The collaborative process was hugely enjoyable as Pop and HSL shared research, artistic & technical skills and anecdotes to arrive at design which was conceptually strong and visually engaging. The collaborative work is a collage comprised of hand and digitally produced material including watercolour painting, 3D modelling and rendering, and photography.
First prize was awarded to Pop Architecture and Hotham Street Ladies. 142 entries were received including 25 from international participants. Emeritus Professor Kay Lawrence AM, TDPA 2018 Judging Panel Chair remarked that “their tapestry design Chaos and Fertility, rejects the absence of ornament in Boullée’s practice as well as his ideals of enlightenment and ‘male reason’. Their design playfully responds to Walsh’s brief through their subversion of the western canon, with a focus on transgressive textiles, female history and subjectivity.”
The winning design and prize recipients were selected on the basis of artistic merit; ability to engage to a high degree with the unique qualities of tapestry; ability to design a major artwork that responds to a contemporary architectural space; and capacity to celebrate tapestry in architecture, through understanding of materials form, design and collaborative interpretation.
Read more about the competition here.
Competition Entry - Design Statement
Deep within the submerged, rocky base of Newton’s Cenotaph, and obscured in the shadowy nether regions of the subterranean colonnade, the secret sect of Diana of Ephesus continued at their needle work.
There was no place for them or their practice in Boullée’s cult architecture, its principles promoting the total absence of ornament and other.

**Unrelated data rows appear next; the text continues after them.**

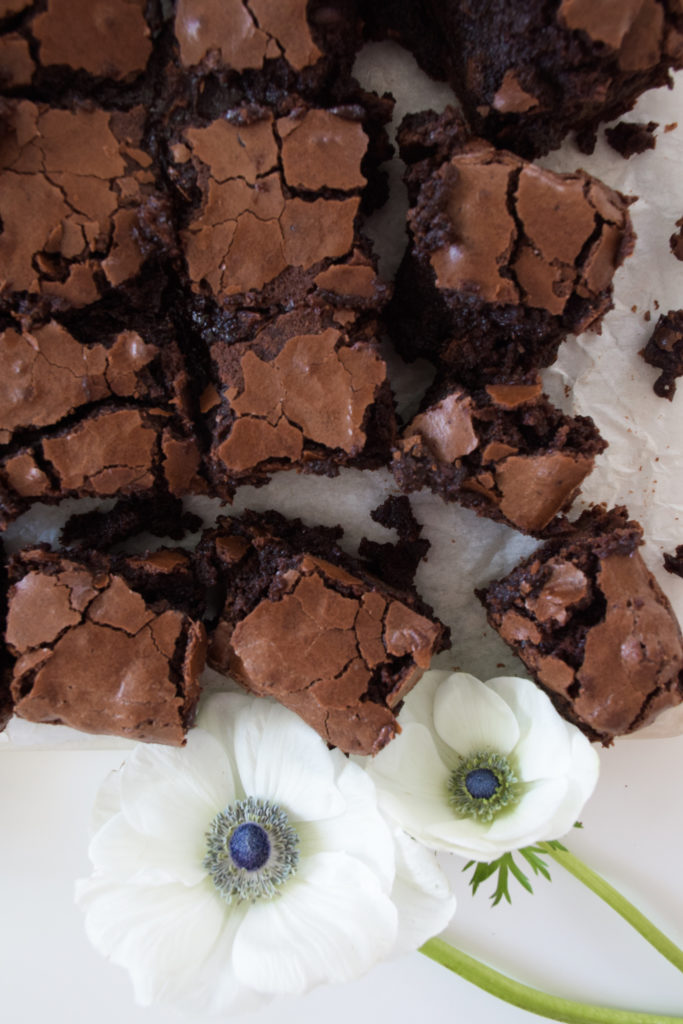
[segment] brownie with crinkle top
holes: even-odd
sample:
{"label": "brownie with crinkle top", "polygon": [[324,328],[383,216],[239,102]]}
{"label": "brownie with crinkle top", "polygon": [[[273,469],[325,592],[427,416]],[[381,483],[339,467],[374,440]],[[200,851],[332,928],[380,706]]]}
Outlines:
{"label": "brownie with crinkle top", "polygon": [[386,464],[396,433],[387,368],[374,324],[345,319],[302,307],[259,322],[244,341],[211,345],[215,377],[202,406],[221,497],[275,470]]}
{"label": "brownie with crinkle top", "polygon": [[532,159],[601,122],[683,68],[681,0],[371,0],[369,31],[446,78],[477,134]]}
{"label": "brownie with crinkle top", "polygon": [[152,56],[156,7],[148,0],[3,0],[0,18],[11,22],[0,30],[0,86],[47,92],[78,84],[88,92],[130,85]]}
{"label": "brownie with crinkle top", "polygon": [[276,513],[219,519],[200,549],[222,595],[209,664],[329,743],[375,754],[400,731],[400,702],[447,631],[414,591],[345,556],[339,535]]}
{"label": "brownie with crinkle top", "polygon": [[384,305],[388,288],[359,216],[379,159],[373,135],[384,133],[374,118],[360,101],[323,108],[290,96],[282,109],[222,109],[173,130],[169,173],[195,324],[211,318],[212,305]]}
{"label": "brownie with crinkle top", "polygon": [[488,622],[591,739],[683,700],[683,638],[624,508],[593,508],[478,592]]}
{"label": "brownie with crinkle top", "polygon": [[495,148],[453,109],[409,116],[398,144],[410,244],[388,318],[404,355],[476,385],[548,366],[567,334],[599,330],[633,251],[632,200]]}
{"label": "brownie with crinkle top", "polygon": [[[123,325],[128,323],[129,328]],[[70,327],[6,318],[0,355],[0,520],[66,497],[205,489],[173,326],[125,310]]]}
{"label": "brownie with crinkle top", "polygon": [[606,447],[593,420],[565,416],[538,377],[467,389],[438,382],[403,429],[391,471],[401,490],[446,502],[528,534],[566,511]]}
{"label": "brownie with crinkle top", "polygon": [[14,714],[84,732],[181,745],[206,655],[185,552],[14,555],[5,641]]}
{"label": "brownie with crinkle top", "polygon": [[348,74],[360,46],[356,0],[176,0],[178,65],[232,84],[269,79],[319,89]]}
{"label": "brownie with crinkle top", "polygon": [[0,289],[84,307],[168,248],[144,147],[146,112],[6,102],[0,144]]}
{"label": "brownie with crinkle top", "polygon": [[9,689],[11,681],[11,666],[13,658],[5,644],[5,624],[7,622],[7,557],[5,547],[0,541],[0,732],[7,725],[12,715],[12,695]]}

Cast aside, they railed against Etienne-Louis Boullée’s sphere as an absolute and perfect symbol of Male Reason.
Instead, they conceived of a work that would blow apart this male fantasy: a resplendent, vivid and richly textured tapestry, which - when joined at the seams - would shroud the geometric purity of the sphere with a riotously decorative display. It would be a depiction of the hidden grottos at which they worshipped, each containing a female deity.
When revealed, this would envelop Newton’s Cenotaph with potent symbols of female fertility and fecundity.